Queer spirituality is a powerful thing that organised religion struggles to understand or seeks to subvert or gaslight. Some faiths and churches uplift it and affirm it. Others not so much, even if it's clearly in their aesthetic.
Anyone who's seen any of my posts in this forum will know that my path is about as un-Christian as it comes in many ways, but I don't think that power that you speak of and that I've become in touch with through my practice is exclusive to any one faith. I feel much more in touch with my identity through my faith, and I would hope and imagine that the Greco-Roman galli, the Sumerian gala, or the gender-bending shamans of numerous Siberian tribes felt the same. I don't see how Christianity inherently lacks any of the spiritual or ritual intensity that can evoke that power, as long as there is a space made for it.
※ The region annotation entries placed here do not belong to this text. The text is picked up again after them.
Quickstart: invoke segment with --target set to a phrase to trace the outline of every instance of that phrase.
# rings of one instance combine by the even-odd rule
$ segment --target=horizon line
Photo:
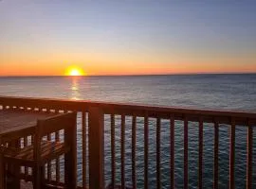
[[[223,73],[177,73],[177,74],[124,74],[124,75],[85,75],[85,76],[65,76],[65,75],[7,75],[0,76],[0,77],[136,77],[136,76],[185,76],[185,75],[251,75],[256,74],[256,72],[223,72]]]

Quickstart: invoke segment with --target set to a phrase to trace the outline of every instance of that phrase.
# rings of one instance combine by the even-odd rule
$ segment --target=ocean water
[[[180,75],[133,77],[0,77],[0,95],[86,99],[256,112],[256,75]],[[80,115],[79,115],[80,116]],[[117,180],[120,180],[120,117],[116,117]],[[155,119],[149,120],[149,183],[155,188]],[[143,119],[137,120],[137,187],[143,188]],[[256,188],[256,129],[253,134],[253,185]],[[212,187],[213,128],[204,125],[204,188]],[[169,125],[161,122],[162,188],[169,188]],[[220,127],[219,186],[229,186],[229,128]],[[126,117],[125,180],[131,185],[131,117]],[[111,180],[110,124],[105,116],[105,180]],[[78,169],[81,170],[81,127],[78,127]],[[236,188],[246,188],[247,129],[236,127]],[[183,123],[175,122],[175,186],[183,184]],[[197,186],[198,123],[189,123],[189,181]],[[79,174],[79,181],[81,181]]]

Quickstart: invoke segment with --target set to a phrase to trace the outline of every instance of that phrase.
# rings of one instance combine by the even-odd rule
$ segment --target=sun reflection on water
[[[80,94],[80,77],[72,77],[72,84],[71,84],[71,99],[79,100],[81,99]]]

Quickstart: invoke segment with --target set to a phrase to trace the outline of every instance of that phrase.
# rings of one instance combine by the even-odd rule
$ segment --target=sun
[[[66,69],[65,76],[70,77],[80,77],[80,76],[85,76],[82,69],[78,67],[69,67]]]

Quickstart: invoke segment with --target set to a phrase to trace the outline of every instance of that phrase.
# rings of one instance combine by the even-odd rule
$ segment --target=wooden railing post
[[[99,108],[89,109],[89,188],[104,188],[104,116]]]

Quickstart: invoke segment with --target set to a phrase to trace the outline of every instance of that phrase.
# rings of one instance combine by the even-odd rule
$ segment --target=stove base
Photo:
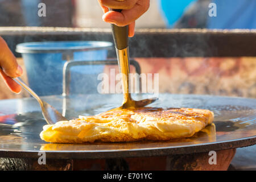
[[[46,159],[46,164],[41,165],[38,159],[0,158],[0,170],[227,170],[235,154],[236,149],[216,151],[216,164],[209,164],[213,156],[208,152],[107,159]]]

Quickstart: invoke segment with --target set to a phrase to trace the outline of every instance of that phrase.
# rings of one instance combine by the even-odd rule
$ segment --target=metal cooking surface
[[[137,96],[135,99],[147,96]],[[92,115],[118,106],[122,95],[90,94],[67,99],[67,116]],[[61,111],[62,96],[43,99]],[[49,143],[39,133],[46,124],[32,98],[0,101],[0,157],[38,158],[46,151],[49,158],[108,158],[189,154],[247,146],[256,143],[256,100],[197,95],[160,94],[154,107],[207,109],[214,113],[214,126],[193,136],[165,142]]]

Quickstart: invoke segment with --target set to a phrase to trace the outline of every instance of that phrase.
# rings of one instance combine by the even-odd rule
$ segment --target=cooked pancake
[[[213,112],[199,109],[115,109],[45,125],[40,136],[52,143],[166,140],[190,137],[213,117]]]

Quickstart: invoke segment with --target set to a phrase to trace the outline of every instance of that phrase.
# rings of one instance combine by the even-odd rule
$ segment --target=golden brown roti
[[[213,112],[199,109],[118,109],[45,125],[40,136],[53,143],[166,140],[190,137],[213,117]]]

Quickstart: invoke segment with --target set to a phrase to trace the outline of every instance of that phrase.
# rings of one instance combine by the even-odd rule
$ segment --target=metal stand
[[[135,68],[136,73],[141,75],[141,70],[139,63],[134,60],[130,60],[130,64]],[[62,115],[65,116],[67,110],[67,97],[70,94],[71,68],[75,66],[89,65],[118,65],[115,59],[94,61],[73,61],[68,60],[65,63],[63,67],[63,94],[64,96]],[[140,82],[141,84],[141,82]],[[140,86],[141,88],[141,86]]]

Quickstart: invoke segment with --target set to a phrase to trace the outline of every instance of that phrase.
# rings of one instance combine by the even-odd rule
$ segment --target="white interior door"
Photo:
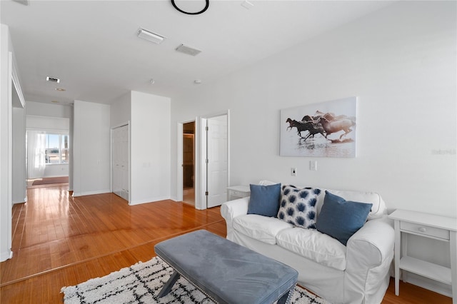
[[[227,115],[207,120],[206,206],[220,206],[226,201],[228,186]]]
[[[113,129],[113,193],[129,201],[129,125]]]

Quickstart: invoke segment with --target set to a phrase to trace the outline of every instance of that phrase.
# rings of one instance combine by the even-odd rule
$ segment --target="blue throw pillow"
[[[276,216],[281,198],[281,183],[270,186],[249,185],[251,198],[248,214]]]
[[[365,224],[372,206],[372,203],[346,201],[326,191],[316,228],[346,246],[349,238]]]

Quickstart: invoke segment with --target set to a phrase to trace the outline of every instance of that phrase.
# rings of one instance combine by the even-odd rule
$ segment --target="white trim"
[[[183,158],[184,158],[184,156],[183,156],[183,147],[184,147],[184,142],[183,142],[183,132],[184,132],[184,122],[182,123],[178,123],[178,126],[177,126],[177,129],[178,129],[178,133],[177,133],[177,138],[178,138],[178,142],[176,143],[176,146],[177,146],[177,153],[176,153],[176,158],[177,158],[177,161],[176,163],[178,164],[178,166],[176,166],[176,176],[177,176],[177,181],[176,181],[176,201],[182,201],[183,198],[184,198],[184,193],[183,193],[183,178],[184,178],[184,169],[183,168]]]
[[[24,94],[22,93],[22,88],[21,87],[19,77],[18,76],[17,71],[16,69],[16,66],[17,66],[17,64],[16,64],[16,57],[14,56],[14,54],[12,55],[11,61],[12,61],[11,77],[13,81],[13,85],[16,88],[17,95],[19,97],[19,101],[21,102],[22,108],[24,108],[26,105],[26,100],[24,99]]]
[[[8,54],[8,250],[9,258],[13,256],[12,244],[12,209],[13,209],[13,53]],[[19,94],[19,92],[18,92]]]
[[[73,197],[76,198],[78,196],[93,196],[94,194],[104,194],[104,193],[110,193],[111,191],[109,191],[109,189],[100,190],[97,191],[78,192],[78,193],[74,192]]]

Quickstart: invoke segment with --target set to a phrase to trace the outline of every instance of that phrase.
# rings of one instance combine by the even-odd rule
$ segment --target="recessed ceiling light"
[[[156,34],[152,33],[149,31],[146,31],[144,29],[139,29],[136,32],[136,35],[139,38],[142,38],[144,39],[147,40],[148,41],[154,42],[156,44],[160,44],[164,42],[165,37],[158,35]]]
[[[254,5],[248,1],[245,1],[244,2],[241,3],[241,6],[243,6],[246,9],[251,9],[252,7],[253,7],[253,6]]]
[[[58,78],[50,77],[50,76],[46,76],[46,81],[50,81],[50,82],[55,82],[56,83],[59,83],[60,82],[60,79],[59,79]]]

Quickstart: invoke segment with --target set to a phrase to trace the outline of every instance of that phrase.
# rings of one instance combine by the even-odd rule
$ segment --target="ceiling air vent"
[[[200,50],[185,46],[184,44],[180,44],[179,46],[176,48],[176,51],[191,56],[196,56],[201,53],[201,51]]]
[[[60,79],[59,79],[58,78],[54,78],[54,77],[49,77],[49,76],[47,76],[46,78],[46,81],[49,82],[55,82],[57,83],[60,82]]]

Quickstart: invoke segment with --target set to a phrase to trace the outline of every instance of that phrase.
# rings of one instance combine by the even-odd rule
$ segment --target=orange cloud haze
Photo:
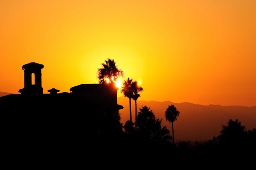
[[[0,91],[44,64],[44,92],[97,83],[114,59],[139,100],[256,105],[256,1],[0,2]],[[118,93],[118,96],[122,95]]]

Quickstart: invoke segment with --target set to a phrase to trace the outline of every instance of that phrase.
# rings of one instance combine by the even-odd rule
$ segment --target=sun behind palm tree
[[[124,97],[129,98],[129,104],[130,106],[130,120],[132,121],[132,104],[131,99],[133,96],[133,90],[132,88],[132,79],[129,77],[127,80],[124,80],[123,83],[123,86],[121,88],[121,93],[123,93]]]
[[[123,77],[124,72],[118,68],[114,59],[108,58],[107,60],[105,60],[105,63],[101,64],[103,67],[98,68],[97,70],[97,78],[100,84],[105,82],[107,79],[109,83],[116,82],[118,78]]]

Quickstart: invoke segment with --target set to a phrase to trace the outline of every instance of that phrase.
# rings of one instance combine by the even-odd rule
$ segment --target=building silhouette
[[[122,131],[119,110],[123,106],[117,103],[114,84],[82,84],[61,93],[52,88],[44,94],[44,68],[34,62],[24,65],[20,94],[0,97],[4,136],[8,144],[18,141],[26,145],[33,141],[33,145],[53,147],[54,142],[98,141]]]

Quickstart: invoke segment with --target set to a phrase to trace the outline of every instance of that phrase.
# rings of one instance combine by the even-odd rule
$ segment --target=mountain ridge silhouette
[[[13,93],[0,92],[0,97]],[[124,125],[129,119],[129,99],[118,97],[118,103],[124,106],[119,112],[121,123]],[[177,121],[174,122],[177,141],[202,141],[212,139],[220,134],[222,125],[226,125],[230,119],[238,118],[246,130],[256,127],[256,106],[203,105],[188,102],[174,103],[170,101],[137,100],[137,111],[142,106],[150,108],[156,118],[162,119],[162,127],[166,126],[171,132],[171,123],[167,121],[164,112],[168,105],[174,104],[180,112]],[[132,100],[132,112],[134,122],[134,101]]]

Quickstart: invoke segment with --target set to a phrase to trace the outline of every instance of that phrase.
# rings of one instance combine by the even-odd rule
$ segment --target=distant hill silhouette
[[[7,92],[0,92],[0,97],[6,96],[12,94],[12,93],[8,93]]]
[[[124,106],[120,110],[120,122],[124,124],[129,119],[129,99],[124,97],[118,98],[120,104]],[[142,106],[147,106],[155,114],[156,118],[162,119],[162,126],[166,126],[171,132],[171,123],[166,121],[164,112],[168,105],[174,104],[180,111],[179,116],[174,123],[176,140],[202,141],[212,139],[220,134],[222,125],[226,125],[229,119],[238,118],[246,130],[256,127],[256,106],[195,104],[188,102],[173,103],[169,101],[137,101],[138,111]],[[135,116],[134,101],[132,100],[133,121]]]

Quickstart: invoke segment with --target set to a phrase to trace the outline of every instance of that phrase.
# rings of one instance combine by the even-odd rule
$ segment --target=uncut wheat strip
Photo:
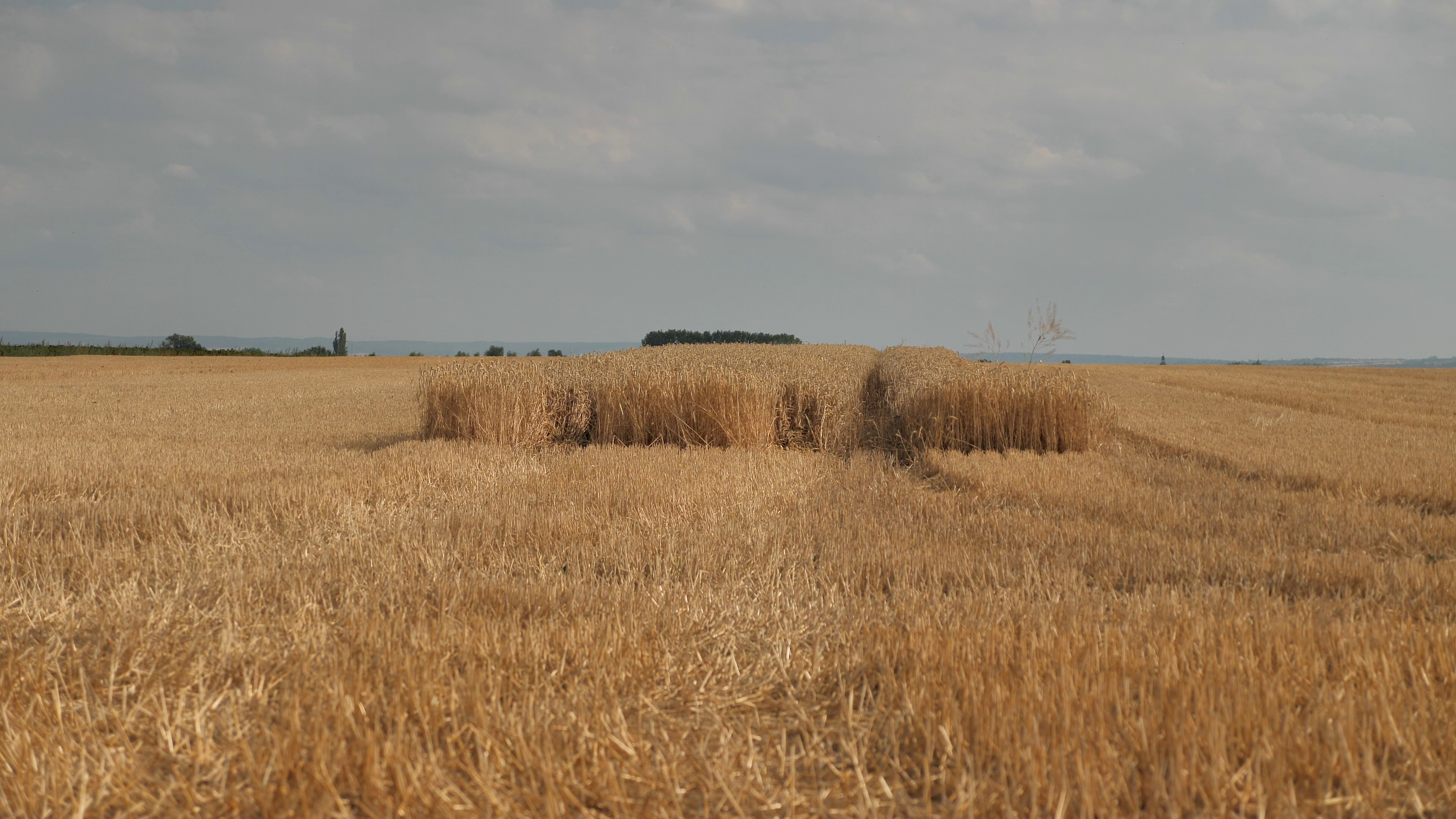
[[[877,367],[885,444],[1069,452],[1093,443],[1096,399],[1073,373],[978,366],[945,348],[893,347]]]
That was my point; if space is made for it. And queer spirituality is caged if it is subject to restrictions placed on it by a heteronormative sexual and relationship ethic.
I'm not in anyway special but I do think my love of men extending to the sexual and my love of women devoid of the sexual is powerful and it's my grounding; I've not seen the world without it. The fact that gay boys, separated by geography and even generations and thinking they are the only person like that in their world find and are drawn to the same
icons; people, ideaa, aesthetics etc as others like them is a 'spirituality' in itself. There's the ability to find yourself without guidance. The queer community may lack the historic hierarchy, the 'storytellers' of our lives and gifters of legacies, the givers that the non-queer community have. Yet we seem to find it anyway in many different ways.